There's less and less of a need to go to the library anymore. More and more books are found in their entirety on the internet. Google the "Gutenberg Project".
A rabbi who can't pay his library fine is filing a lawsuit? So much for ethics and morals. Shame on him! (by the way, I'm also an observant Jew)
The library lends books and videos to anybody on just a signature and promise to bring back whatever you borrowed. Is there any other organization in this city -- on this planet! -- that would consider operating solely on that bond of trust?
Of course they should go after the evil-doers. If you don't think so, may I borrow $50 from you?
Oh I don't know George......
the Main St. Flushing library seems to
be splendidly fulfilling its job
as a good place for some old Asian men
to grab their 40 winks.
You think that catching a quick cat nap
without snoring is an easy task ?
Boy....have they got it down pat!
Until the guard spots them and wakes them up.
Hey C.M. Liu.....
do you have a couch in your district office
where these guys can crash for a spell ?
There was a Broadway musical in the very early '60's called "Subways are for Sleeping". It starred among others Orson Bean, Carol Lawrence and Phyllis Newman. The Transit Authority refused to run ads for it thinking that the title would indeed encourage the homeless to...ta-da...sleep in the subways.
Now, if any of you young whippersnappers out there had a brain in your head, you could easily write an up-dated musical to the title...ta-da again..."Libraries are for Sleeping".
Now leave me be. I've got some logs to cut. Z-z-z-z-z-.
[Blogs are for Sleeping.]
Lot of bad reporting and mis-information in this story. The credit union doesn't go after people with unpaid fines--they go after people who have checked out materials and then never returned them. It's the replacement cost that the library is after and they (and the collection agency) initiate numerous contacts over a period of many months before a credit bureau every gets notified.

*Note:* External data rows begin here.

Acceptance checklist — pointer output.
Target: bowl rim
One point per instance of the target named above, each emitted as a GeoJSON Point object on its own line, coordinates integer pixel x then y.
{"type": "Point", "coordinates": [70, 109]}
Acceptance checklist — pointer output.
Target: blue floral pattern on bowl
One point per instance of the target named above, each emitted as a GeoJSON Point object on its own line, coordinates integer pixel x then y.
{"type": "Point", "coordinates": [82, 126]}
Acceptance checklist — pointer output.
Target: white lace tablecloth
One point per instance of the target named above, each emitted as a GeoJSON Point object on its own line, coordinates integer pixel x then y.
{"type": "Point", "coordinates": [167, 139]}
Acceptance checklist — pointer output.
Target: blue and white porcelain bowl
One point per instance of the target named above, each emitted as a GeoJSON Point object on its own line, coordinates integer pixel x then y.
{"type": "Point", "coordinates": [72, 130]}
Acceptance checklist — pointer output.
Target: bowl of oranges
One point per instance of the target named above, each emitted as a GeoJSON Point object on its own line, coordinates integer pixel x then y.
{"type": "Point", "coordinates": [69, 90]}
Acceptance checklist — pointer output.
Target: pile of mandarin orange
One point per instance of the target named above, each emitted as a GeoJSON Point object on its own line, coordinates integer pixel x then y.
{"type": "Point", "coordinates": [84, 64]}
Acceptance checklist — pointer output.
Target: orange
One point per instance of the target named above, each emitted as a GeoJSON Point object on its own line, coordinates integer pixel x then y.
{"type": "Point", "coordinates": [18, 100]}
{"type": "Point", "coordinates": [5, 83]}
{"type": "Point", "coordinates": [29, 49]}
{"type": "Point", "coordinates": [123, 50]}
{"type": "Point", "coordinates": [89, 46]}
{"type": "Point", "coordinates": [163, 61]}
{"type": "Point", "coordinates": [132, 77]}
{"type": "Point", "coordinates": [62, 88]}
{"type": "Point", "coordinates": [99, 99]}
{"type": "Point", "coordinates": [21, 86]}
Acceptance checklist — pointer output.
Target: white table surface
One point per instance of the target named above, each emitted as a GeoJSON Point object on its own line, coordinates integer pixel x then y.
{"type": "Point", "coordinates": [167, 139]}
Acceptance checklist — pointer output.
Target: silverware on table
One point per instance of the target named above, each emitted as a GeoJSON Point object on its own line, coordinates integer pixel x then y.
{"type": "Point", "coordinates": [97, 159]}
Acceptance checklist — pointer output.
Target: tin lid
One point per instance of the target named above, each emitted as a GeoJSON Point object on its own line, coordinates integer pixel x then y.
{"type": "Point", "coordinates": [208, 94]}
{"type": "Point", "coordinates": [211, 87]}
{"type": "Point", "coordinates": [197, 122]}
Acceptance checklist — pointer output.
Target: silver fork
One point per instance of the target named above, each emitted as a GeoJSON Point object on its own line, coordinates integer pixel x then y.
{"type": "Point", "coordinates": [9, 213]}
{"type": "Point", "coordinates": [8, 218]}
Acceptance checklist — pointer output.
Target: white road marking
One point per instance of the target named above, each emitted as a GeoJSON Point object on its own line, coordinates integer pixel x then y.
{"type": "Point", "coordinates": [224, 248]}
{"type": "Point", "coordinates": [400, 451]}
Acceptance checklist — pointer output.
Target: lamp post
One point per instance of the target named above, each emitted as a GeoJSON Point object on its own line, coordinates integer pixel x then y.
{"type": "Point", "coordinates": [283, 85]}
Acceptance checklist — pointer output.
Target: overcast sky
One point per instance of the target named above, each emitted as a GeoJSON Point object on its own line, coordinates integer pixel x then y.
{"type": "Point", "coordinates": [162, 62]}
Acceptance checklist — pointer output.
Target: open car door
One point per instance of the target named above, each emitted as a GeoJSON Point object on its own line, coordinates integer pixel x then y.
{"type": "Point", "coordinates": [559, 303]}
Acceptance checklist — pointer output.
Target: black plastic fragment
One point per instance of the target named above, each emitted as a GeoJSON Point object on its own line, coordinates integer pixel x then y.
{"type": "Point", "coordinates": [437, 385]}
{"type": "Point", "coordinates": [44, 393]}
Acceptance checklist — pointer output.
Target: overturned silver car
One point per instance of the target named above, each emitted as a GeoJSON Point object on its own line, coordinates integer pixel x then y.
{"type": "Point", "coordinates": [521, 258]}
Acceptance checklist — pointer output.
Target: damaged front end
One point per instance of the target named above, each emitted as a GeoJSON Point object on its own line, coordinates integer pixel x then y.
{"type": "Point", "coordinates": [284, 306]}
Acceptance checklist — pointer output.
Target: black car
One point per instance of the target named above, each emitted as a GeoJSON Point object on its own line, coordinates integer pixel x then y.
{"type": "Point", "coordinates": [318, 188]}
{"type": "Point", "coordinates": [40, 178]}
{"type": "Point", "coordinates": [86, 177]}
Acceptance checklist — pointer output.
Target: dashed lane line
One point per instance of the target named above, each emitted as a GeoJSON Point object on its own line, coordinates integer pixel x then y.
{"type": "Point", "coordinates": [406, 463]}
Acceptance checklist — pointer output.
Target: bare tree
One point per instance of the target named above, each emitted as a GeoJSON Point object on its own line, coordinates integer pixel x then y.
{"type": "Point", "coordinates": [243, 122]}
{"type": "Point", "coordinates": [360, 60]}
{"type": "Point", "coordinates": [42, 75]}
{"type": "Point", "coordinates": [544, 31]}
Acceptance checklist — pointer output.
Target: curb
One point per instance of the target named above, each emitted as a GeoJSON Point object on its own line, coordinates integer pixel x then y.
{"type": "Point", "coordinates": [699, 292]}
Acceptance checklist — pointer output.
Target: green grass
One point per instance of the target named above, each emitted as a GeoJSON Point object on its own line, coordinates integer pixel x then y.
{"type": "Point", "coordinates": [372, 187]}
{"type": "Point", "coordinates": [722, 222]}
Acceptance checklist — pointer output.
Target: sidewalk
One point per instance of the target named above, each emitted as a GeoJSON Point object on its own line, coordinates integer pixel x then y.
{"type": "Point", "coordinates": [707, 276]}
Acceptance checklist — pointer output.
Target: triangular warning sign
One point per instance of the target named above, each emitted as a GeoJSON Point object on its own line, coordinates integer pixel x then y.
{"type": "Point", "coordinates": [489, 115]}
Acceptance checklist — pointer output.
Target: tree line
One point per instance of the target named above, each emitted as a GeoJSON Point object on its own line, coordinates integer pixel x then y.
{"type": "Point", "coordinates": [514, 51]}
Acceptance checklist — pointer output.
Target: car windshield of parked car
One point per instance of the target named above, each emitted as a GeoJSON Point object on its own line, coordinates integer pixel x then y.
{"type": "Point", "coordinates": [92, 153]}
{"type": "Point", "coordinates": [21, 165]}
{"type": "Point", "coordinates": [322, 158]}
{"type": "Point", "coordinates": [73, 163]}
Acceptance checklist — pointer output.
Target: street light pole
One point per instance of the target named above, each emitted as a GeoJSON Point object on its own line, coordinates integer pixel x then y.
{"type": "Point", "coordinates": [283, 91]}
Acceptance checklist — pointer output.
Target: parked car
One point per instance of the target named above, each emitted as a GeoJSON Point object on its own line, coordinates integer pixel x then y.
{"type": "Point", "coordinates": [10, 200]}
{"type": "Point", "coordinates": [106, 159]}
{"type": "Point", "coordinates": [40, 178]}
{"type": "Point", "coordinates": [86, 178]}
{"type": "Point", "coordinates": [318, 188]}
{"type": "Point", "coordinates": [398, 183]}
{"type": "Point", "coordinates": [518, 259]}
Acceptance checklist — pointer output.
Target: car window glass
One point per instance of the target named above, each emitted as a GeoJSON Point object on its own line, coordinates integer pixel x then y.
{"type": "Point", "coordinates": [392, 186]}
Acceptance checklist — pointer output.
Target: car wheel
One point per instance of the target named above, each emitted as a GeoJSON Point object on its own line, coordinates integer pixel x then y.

A version of this "story" surfaces in some city every few years and inevitably the media just can't resist getting it wrong. A few years ago it was a story in Florida "Single mother thrown in jail for unpaid library fines". That got national play. The fact was the library took her to court get her to return hundreds of dollars in materials that she checked out and didn't return. Then single mom blew off court, and the judge put her in jail for contempt, not for failure to pay fines. But the true story ain't no fun. Same deal here. The NY Times blew it. Oh well.